Principal Component AnalysisΒΆ

Principal component analysis (PCA) [Jol02] is a statistical procedure that uses an orthogonal transformation to convert a set of observations of possibly correlated variables into a set of values of linearly uncorrelated variables called principal components. This transformation is defined in such a way that the first principal component has the largest possible variance (that is, accounts for as much of the variability in the data as possible), and each succeeding component in turn has the highest variance possible under the constraint that it is orthogonal to the preceding components. The resulting vectors are an uncorrelated orthogonal basis set. If a multivariate dataset is visualized as a set of coordinates in a high-dimensional data space (1 axis per variable), PCA can supply the user with a lower-dimensional picture, a projection of this object when viewed from its most informative viewpoint. PCA can be thought of as fitting an n-dimensional ellipsoid to the data, where each axis of the ellipsoid represents a principal component.
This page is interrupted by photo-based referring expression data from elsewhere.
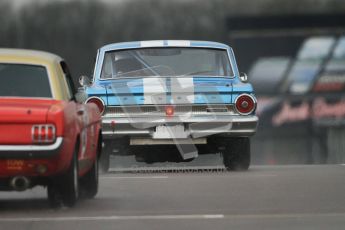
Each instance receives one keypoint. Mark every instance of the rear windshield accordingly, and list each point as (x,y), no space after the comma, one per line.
(19,80)
(177,62)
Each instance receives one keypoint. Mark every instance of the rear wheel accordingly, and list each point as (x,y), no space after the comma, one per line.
(105,157)
(89,182)
(70,183)
(236,154)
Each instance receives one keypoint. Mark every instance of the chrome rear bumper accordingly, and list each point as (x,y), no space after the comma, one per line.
(30,151)
(195,126)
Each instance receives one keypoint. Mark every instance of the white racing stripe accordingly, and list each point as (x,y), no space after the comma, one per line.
(154,91)
(105,218)
(178,43)
(151,43)
(182,90)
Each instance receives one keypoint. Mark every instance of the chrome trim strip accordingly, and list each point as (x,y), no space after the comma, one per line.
(16,148)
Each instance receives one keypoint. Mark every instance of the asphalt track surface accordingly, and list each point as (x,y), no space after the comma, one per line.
(265,197)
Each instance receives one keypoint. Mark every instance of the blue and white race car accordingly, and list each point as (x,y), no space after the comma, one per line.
(168,93)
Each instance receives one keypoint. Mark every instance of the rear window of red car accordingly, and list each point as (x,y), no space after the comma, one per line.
(19,80)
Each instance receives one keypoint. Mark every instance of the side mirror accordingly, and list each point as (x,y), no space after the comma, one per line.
(80,96)
(84,81)
(243,77)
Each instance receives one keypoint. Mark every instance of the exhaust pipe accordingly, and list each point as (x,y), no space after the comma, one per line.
(20,183)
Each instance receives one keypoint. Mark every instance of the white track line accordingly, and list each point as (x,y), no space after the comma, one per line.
(101,218)
(134,177)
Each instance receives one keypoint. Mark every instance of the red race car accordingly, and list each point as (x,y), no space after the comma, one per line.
(47,138)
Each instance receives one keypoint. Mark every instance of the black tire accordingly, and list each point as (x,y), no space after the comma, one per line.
(70,183)
(105,159)
(89,182)
(236,154)
(54,195)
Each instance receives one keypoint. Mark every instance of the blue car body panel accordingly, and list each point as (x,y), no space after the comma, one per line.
(130,91)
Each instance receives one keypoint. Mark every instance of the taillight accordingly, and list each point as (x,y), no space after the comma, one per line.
(98,102)
(43,133)
(169,111)
(245,104)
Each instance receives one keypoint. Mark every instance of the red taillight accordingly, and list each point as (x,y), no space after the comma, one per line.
(97,101)
(169,111)
(43,133)
(245,104)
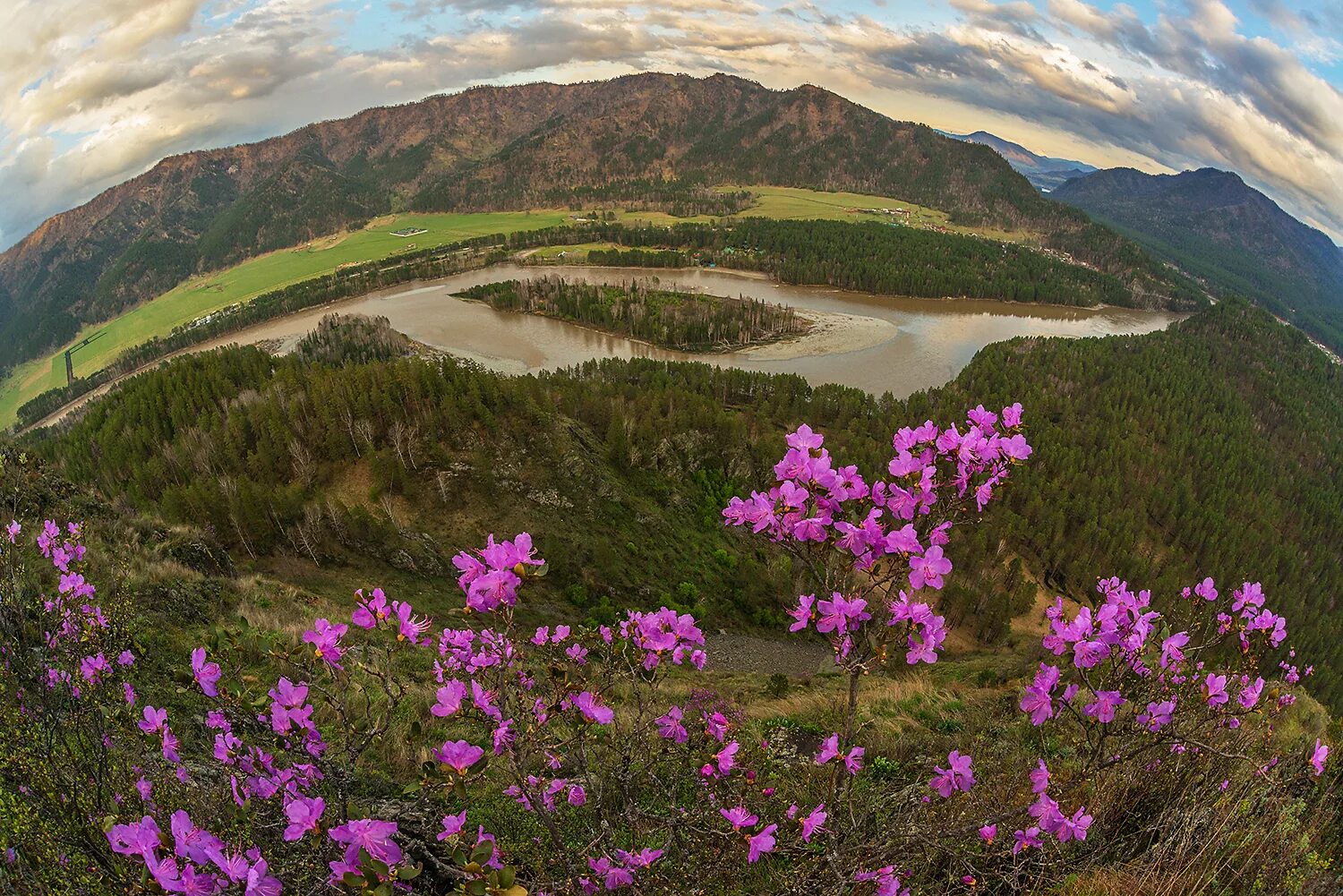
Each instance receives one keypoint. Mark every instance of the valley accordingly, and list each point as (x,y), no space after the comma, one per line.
(206,294)
(649,485)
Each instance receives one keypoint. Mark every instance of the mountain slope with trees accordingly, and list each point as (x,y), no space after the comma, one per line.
(1208,449)
(1228,234)
(653,139)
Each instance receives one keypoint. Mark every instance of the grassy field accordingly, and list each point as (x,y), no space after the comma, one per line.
(797,203)
(209,293)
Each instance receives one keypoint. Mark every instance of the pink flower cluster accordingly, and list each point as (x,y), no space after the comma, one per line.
(207,866)
(1049,818)
(492,576)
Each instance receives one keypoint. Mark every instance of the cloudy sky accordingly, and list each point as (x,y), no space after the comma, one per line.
(93,91)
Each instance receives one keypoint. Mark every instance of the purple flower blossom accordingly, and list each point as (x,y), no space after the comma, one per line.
(370,611)
(1214,688)
(669,726)
(327,641)
(1106,704)
(1158,715)
(453,825)
(593,711)
(1318,756)
(458,755)
(305,815)
(739,817)
(1039,778)
(813,823)
(206,673)
(929,568)
(449,699)
(955,777)
(760,844)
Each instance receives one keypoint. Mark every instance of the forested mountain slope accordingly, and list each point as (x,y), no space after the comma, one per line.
(1209,449)
(1228,234)
(654,139)
(1044,172)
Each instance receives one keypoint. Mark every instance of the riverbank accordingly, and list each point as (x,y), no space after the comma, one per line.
(868,341)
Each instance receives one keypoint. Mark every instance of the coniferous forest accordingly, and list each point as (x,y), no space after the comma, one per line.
(1210,446)
(672,319)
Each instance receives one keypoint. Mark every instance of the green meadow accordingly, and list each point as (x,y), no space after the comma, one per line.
(206,293)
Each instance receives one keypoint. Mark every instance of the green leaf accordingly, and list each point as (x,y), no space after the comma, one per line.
(483,852)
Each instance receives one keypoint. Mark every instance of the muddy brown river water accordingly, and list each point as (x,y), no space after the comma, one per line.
(875,343)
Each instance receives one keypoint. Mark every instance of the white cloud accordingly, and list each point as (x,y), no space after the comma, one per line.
(93,93)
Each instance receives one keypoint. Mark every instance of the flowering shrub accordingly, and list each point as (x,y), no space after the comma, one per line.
(583,743)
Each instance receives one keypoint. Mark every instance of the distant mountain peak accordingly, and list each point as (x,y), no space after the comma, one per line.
(1219,228)
(1044,172)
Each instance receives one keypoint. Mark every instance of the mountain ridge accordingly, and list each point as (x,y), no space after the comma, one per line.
(1224,231)
(1044,172)
(650,136)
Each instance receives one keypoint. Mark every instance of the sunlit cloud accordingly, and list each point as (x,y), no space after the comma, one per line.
(93,93)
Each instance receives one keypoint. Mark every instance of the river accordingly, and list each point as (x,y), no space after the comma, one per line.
(875,343)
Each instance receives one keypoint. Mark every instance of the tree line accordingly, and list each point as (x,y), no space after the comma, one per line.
(1208,449)
(671,319)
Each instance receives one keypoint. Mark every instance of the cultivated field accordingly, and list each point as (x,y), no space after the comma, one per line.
(209,293)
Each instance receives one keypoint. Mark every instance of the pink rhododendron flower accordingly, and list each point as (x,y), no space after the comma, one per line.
(1214,688)
(371,610)
(593,711)
(928,570)
(449,699)
(453,825)
(1106,704)
(305,815)
(760,844)
(955,777)
(669,726)
(814,821)
(458,755)
(327,641)
(1318,756)
(739,817)
(206,673)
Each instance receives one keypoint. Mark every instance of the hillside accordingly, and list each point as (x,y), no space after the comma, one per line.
(1044,172)
(657,140)
(1146,452)
(1227,233)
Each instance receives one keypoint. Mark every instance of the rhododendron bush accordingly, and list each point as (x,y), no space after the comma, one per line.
(580,759)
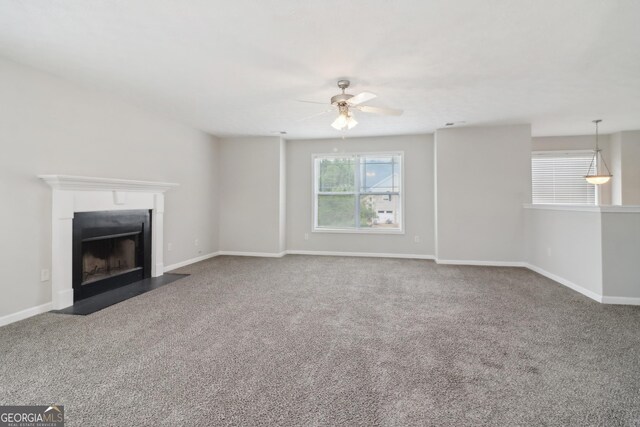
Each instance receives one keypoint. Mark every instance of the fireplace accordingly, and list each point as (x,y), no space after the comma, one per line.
(110,249)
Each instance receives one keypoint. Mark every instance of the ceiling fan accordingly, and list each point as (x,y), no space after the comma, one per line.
(346,103)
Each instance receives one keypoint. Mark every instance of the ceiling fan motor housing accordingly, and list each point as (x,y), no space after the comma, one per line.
(343,97)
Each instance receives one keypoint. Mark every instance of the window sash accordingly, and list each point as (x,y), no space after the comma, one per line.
(558,178)
(360,161)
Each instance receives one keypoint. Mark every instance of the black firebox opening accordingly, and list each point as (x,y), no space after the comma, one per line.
(110,249)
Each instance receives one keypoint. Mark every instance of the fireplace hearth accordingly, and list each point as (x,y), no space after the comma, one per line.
(110,249)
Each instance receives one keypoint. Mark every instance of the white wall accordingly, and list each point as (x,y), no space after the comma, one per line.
(418,194)
(566,244)
(584,142)
(483,177)
(250,195)
(49,126)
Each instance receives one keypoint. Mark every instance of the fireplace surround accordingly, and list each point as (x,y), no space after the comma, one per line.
(110,249)
(72,195)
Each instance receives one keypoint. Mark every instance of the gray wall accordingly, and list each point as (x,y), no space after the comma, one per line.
(250,196)
(621,254)
(49,126)
(630,167)
(418,193)
(483,177)
(567,244)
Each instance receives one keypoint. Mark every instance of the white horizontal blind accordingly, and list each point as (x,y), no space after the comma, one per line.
(558,178)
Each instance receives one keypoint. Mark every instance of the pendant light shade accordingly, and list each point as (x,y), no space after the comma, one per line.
(595,177)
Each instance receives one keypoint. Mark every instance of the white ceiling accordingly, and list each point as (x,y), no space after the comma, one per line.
(237,67)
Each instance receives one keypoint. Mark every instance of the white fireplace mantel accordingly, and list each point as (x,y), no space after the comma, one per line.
(73,194)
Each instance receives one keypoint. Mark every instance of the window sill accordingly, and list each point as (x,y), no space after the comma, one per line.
(585,208)
(360,231)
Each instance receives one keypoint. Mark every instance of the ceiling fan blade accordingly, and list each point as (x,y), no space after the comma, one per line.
(361,97)
(311,102)
(316,115)
(379,110)
(340,122)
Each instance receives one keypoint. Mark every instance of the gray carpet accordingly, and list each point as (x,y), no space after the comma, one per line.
(334,341)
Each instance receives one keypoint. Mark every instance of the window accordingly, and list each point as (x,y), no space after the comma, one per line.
(358,192)
(558,178)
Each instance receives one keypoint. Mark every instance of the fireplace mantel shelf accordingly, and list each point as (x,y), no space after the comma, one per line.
(87,183)
(75,194)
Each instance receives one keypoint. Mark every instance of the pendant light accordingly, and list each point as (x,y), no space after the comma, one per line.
(595,177)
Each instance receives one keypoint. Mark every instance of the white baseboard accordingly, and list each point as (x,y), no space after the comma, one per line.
(360,254)
(256,254)
(23,314)
(621,300)
(481,263)
(177,265)
(584,291)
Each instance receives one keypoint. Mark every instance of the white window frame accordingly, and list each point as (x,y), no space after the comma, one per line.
(314,194)
(560,153)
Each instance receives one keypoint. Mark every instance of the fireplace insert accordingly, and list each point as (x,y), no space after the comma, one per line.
(110,249)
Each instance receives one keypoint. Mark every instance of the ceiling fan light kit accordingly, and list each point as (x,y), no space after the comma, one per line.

Consider a data-matrix \(X \in \RR^{n \times p}\) \((n \geq p)\) with each column representing one feature (or random variable) and each row representing one feature vector (or observation vector). Assume that \(X\) has column wise zero sample mean. The principal components decomposition of \(X\) is given by \(T = X V\) where \(V\) is a \(p \times p\) matrix whose columns are eigen vectors of \(X^T X\). If each row of \(X\) ( resp. T) is given by a (column) vector \(x\) (resp. t), then they are related by \(t = V^T x\) or \(x = V t\). Each principal component \(t_i\) is obtained by taking the inner product of an eigen vector \(v^i\) in \(V\) with \(x\). \(T\) can be obtained straight-away from the SVD of \(X = U \Sigma V^T\) giving \(T = X V = U \Sigma\). Note that \(T^T T = \Sigma^T \Sigma\) implying that the columns of \(T\) are orthogonal to each other. In other words, the features (or random variables) corresponding to each column of \(T\) are uncorrelated. Recall that \(T^T T\) is proportional to the empirical covariance matrix of \(T\) and \(\sigma_1 \geq \dots \geq \sigma_p\) shows how variance of individual columns in \(T\) decreases. The form \(T = U \Sigma\) is also known as the polar decomposition of \(T\).

The dimensionality reduction of data-set in \(X\) is obtained by keeping just the first \(k\) columns of \(T\).